Today, students across the country are participating in the “Day of Silence,” a project of the Gay, Lesbian and Straight Education Network (GLSEN). The “Day of Silence” is a student-led day of action where concerned students, from middle school to college, take some form of a vow of silence to bring attention to the name-calling, bullying and harassment – or the silencing – experienced by GLBT (gay, lesbian, bisexual and transgender) students and their friends.

Here are some statistics provided to me by the GLBT youth online social networking site that point out the bleak reality for GLBT students:

  • Over 80% of GLBT teens report severe feelings of isolation, having no one to talk to, and being distanced from friends and family because of their sexual orientation.
  • 37% of GLBT youth, grades 9-12, have attempted suicide (they are 2 to 3 times likely than straight youth) often because they feel they have no where to turn to share their story and believe they are alone in their struggle.
  • Four out of five GLBT teens claim they don’t have a single adult they feel comfortable opening up to about their sexuality.

So what is the Day of Silence all about? Here are 4 truths from the Day of Silence website about why the day exists and what participating in in means:

  1. The Day of Silence’s purpose is to bring attention to anti-GLBT name-calling, bullying and harassment: The goal is to make schools safer for all students, regardless of sexual orientation and gender identity/expression (nearly 9 out of 10 LGBT students experience harassment at school).
  2. Hundreds of thousands of students of all beliefs, backgrounds and sexual orientations participate in the Day of Silence: Anti-GLBT bullying and harassment affects all students.
  3. Day of Silence participants encourage schools to implement proven solutions to address anti-GLBT name-calling, bullying and harassment.
  4. The day is a positive educational experience: The Day of Silence is an opportunity for students to work toward improving school climate for all students.

Since I’m not a student anymore, I can’t participate in the classroom, but I can show my support through Smart Girls Know, which is why I’m posting this blog.
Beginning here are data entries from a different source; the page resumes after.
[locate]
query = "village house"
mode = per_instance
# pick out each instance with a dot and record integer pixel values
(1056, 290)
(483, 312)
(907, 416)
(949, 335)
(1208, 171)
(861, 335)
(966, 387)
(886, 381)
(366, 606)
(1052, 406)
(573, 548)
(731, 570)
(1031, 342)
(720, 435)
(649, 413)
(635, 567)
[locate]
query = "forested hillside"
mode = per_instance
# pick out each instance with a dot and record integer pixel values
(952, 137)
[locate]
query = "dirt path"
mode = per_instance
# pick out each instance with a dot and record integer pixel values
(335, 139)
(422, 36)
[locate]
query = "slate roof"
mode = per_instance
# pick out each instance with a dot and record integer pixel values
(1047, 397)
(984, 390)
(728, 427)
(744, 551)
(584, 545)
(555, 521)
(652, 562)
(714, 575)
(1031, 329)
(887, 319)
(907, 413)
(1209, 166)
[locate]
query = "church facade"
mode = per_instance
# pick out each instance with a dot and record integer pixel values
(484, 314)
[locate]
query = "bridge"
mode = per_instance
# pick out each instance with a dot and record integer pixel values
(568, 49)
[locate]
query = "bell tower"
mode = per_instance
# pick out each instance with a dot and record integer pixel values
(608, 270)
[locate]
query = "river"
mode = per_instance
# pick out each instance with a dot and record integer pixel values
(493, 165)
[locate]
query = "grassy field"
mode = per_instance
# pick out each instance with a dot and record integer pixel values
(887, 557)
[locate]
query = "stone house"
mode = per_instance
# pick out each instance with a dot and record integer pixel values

But what can you do to show your support for the Day of Silence? Here are some suggestions from the Day of Silence blog:

  • Be silent
  • Talk
  • Wear red
  • Wear rainbow
  • Wear any color
  • Tweet the Silence
  • Silence your tweets
  • Blog the silence
  • Silence your blog
  • Whatever you do, be respectful, especially of others who are observing the Day of Silence, but bring attention to the issues of anti-LGBT name-calling, bullying and harrasment in schools.